Duncan Campbell. Courtesy Tate Britain.
Dublin-born, Glasgow-based video artist Duncan Campbell, 42, is the winner of the 2014 Turner Prize. He takes home nearly $42,000, while runners-up Ciara Phillips, James Richards and Tris Vonna-Michell each receive approximately $8,500.
The prestigious contemporary art prize, which celebrated its 30th anniversary this year, is awarded annually by the Tate, London, to a Britain-born or Britain-based artist under 50. Nominees are selected based on work or an exhibition produced during the previous year. Past winners include Damien Hirst, Antony Gormley and, in 2013, French artist Laure Prouvost.

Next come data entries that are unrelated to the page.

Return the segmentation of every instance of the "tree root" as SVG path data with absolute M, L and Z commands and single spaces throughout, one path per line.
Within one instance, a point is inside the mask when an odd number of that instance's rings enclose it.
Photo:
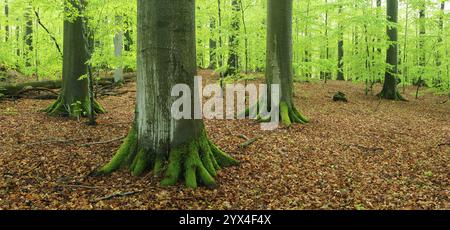
M 280 103 L 280 118 L 286 126 L 291 126 L 293 123 L 307 124 L 309 122 L 309 119 L 303 116 L 294 105 L 289 106 L 286 102 Z
M 155 175 L 165 174 L 163 186 L 175 185 L 182 176 L 187 187 L 196 188 L 198 182 L 207 187 L 216 187 L 214 177 L 221 167 L 237 165 L 239 162 L 220 150 L 207 137 L 206 131 L 191 143 L 174 146 L 168 159 L 138 146 L 136 128 L 133 127 L 113 159 L 100 168 L 95 175 L 108 175 L 120 168 L 127 168 L 133 176 L 147 170 Z
M 400 92 L 398 92 L 398 91 L 395 92 L 395 95 L 389 96 L 389 95 L 386 94 L 386 93 L 384 92 L 384 90 L 383 90 L 383 91 L 381 91 L 379 94 L 377 94 L 377 97 L 382 98 L 382 99 L 386 99 L 386 100 L 408 101 L 408 100 L 406 100 L 406 99 L 400 94 Z
M 91 106 L 89 99 L 69 104 L 62 97 L 58 97 L 56 102 L 47 107 L 44 112 L 51 116 L 87 117 L 91 113 Z M 94 113 L 103 114 L 106 113 L 106 110 L 97 101 L 94 101 Z
M 259 104 L 253 105 L 259 108 Z M 245 110 L 245 115 L 249 116 L 250 110 L 254 107 L 249 107 Z M 270 122 L 270 117 L 263 117 L 262 115 L 257 115 L 254 118 L 257 122 Z M 280 120 L 285 126 L 291 126 L 294 123 L 307 124 L 309 123 L 309 118 L 303 116 L 294 105 L 289 106 L 288 103 L 282 101 L 280 103 Z

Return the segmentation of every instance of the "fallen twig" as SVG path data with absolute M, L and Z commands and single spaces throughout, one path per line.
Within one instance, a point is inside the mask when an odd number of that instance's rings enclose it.
M 115 192 L 113 194 L 97 198 L 95 201 L 99 202 L 99 201 L 102 201 L 102 200 L 109 200 L 109 199 L 116 198 L 116 197 L 131 196 L 131 195 L 143 192 L 143 191 L 144 190 L 136 190 L 136 191 L 129 191 L 129 192 Z
M 255 143 L 257 140 L 259 140 L 259 138 L 260 137 L 255 137 L 255 138 L 248 139 L 246 142 L 240 144 L 239 148 L 247 148 L 251 144 Z
M 442 146 L 450 146 L 450 142 L 449 143 L 440 143 L 437 145 L 437 147 L 442 147 Z
M 44 145 L 44 144 L 53 144 L 53 143 L 59 143 L 59 144 L 65 144 L 70 142 L 76 142 L 81 141 L 83 139 L 70 139 L 70 140 L 44 140 L 40 142 L 33 142 L 33 143 L 25 143 L 26 146 L 32 146 L 32 145 Z
M 78 185 L 78 184 L 57 184 L 56 186 L 70 187 L 70 188 L 104 189 L 104 187 L 89 186 L 89 185 Z
M 248 138 L 247 136 L 245 136 L 244 134 L 239 134 L 238 137 L 239 137 L 239 138 L 242 138 L 242 139 L 244 139 L 244 140 L 246 140 L 246 141 L 249 140 L 249 138 Z
M 107 140 L 107 141 L 98 141 L 98 142 L 85 143 L 85 144 L 82 144 L 81 147 L 86 147 L 86 146 L 91 146 L 91 145 L 108 144 L 108 143 L 111 143 L 111 142 L 121 141 L 121 140 L 125 139 L 125 137 L 126 136 L 121 136 L 121 137 L 114 138 L 114 139 Z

Campbell was nominated for his film It for Others (2013), presented in the show “Scotland + Venice” during the 55th Venice Biennale. The 54-minute video responds to the 1953 film Statues Also Die by French filmmakers Ghislain Cloquet, Chris Marker and Alan Resnais, which explores colonialism’s role in the “death” of African art. Archival footage is joined with new material in Campbell’s piece, including a Michael Clark-choreographed dance sequence inspired by Karl Marx’s Das Kapital and an investigation into the construction of political messages during the Troubles in the Republic of Ireland.
Penelope Curtis, director of Tate Britain, chaired the 2014 jury, which included Dirk Snauwaert, artistic director of Wiels, Brussels; Stefan Kalmár, executive director of Artists Space, New York; Helen Legg, director of SpikeIsland, Bristol; and Sarah McCrory, director of Glasgow International. In a release, the jury commended Campbell’s “exceptional dedication to making a work which speaks about the construction of value and meaning in ways that are topical and compelling.”
Campbell is the fourth graduate of The Glasgow School of Art’s MFA program to win the prize in the last 10 years.
Work by this year’s nominees is on view at Tate Britain, London (through Jan. 4).